Blurring The Lines Between Stars And Planets: Lonely Planets Offer Clues To Star Formation
Things used to be so simple. On the one hand, there were stars: gigantic incandescent nuclear furnaces, emitting substantial amounts of light. On the other hand, there were planets, with much lower masses than stars, reflecting their host stars’ light. Stars formed from the collapse of gigantic clouds of gas; planets formed in disks of gas and dust around their nascent host stars. In between there was the somewhat more ambiguous class of brown dwarfs: an intermediaries between planet and star, more massive than a planet, but with insufficient mass for nuclear fusion to ignite in the object’s core, turning it into a star. Now, two new discoveries have blurred the border between these kinds of object even further, as they show that free-floating objects with planet-like masses very likely form like stars.
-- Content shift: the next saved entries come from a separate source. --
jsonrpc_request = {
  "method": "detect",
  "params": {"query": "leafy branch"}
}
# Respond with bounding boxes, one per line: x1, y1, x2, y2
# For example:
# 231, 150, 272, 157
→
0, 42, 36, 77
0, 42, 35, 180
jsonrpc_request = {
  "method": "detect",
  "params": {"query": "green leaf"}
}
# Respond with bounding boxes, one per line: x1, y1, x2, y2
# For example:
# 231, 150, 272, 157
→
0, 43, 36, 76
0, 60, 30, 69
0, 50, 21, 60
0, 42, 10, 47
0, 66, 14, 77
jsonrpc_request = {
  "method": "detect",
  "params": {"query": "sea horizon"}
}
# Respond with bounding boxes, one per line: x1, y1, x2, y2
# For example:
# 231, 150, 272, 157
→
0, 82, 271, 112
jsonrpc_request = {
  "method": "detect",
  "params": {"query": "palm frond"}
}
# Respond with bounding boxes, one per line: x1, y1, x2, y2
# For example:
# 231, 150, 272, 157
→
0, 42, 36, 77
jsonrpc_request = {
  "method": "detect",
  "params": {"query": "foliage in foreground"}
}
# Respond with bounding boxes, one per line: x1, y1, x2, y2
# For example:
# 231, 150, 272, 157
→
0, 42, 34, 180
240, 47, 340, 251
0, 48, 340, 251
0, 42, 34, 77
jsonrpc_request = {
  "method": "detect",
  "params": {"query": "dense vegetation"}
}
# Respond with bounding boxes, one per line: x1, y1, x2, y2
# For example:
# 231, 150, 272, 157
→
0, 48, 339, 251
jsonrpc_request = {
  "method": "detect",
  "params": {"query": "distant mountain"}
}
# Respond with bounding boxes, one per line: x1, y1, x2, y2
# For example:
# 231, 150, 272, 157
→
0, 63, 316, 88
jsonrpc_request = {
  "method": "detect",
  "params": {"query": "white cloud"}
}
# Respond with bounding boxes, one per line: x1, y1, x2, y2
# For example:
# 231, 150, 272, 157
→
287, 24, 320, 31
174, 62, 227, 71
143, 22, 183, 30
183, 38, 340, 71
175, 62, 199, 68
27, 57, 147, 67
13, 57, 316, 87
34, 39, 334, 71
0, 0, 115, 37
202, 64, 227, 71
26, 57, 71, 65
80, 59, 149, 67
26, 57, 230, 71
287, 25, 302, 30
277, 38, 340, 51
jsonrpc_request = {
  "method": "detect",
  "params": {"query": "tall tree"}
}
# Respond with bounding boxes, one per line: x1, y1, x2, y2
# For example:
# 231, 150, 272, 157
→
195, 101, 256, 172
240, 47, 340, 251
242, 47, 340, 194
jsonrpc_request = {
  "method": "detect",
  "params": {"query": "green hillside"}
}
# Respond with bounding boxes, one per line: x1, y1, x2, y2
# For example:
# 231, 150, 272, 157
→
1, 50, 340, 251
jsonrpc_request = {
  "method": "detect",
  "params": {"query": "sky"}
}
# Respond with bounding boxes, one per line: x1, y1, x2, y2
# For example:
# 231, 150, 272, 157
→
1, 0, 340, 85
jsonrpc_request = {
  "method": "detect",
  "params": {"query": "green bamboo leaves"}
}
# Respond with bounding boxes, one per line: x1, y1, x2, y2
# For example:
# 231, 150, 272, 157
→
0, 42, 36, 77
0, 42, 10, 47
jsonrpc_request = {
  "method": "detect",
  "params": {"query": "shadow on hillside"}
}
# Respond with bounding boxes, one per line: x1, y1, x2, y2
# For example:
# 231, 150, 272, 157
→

Using the Pan-STARRS 1 (PS1) telescope on Hawai’i, an international team of astronomers led by Michael Liu from the University of Hawaii has discovered an exotic young object with a mass six times that of the gas giant Jupiter, which is floating in space on its own – no host star in sight. The object, dubbed PSO J318.5-22, is located just 80 light-years away from Earth, in the constellation Capricornus. Its properties are similar to those of giant gas planets found orbiting around young stars. At an estimated age of 12 million years, it is an adolescent in terms of planetary or stellar ages.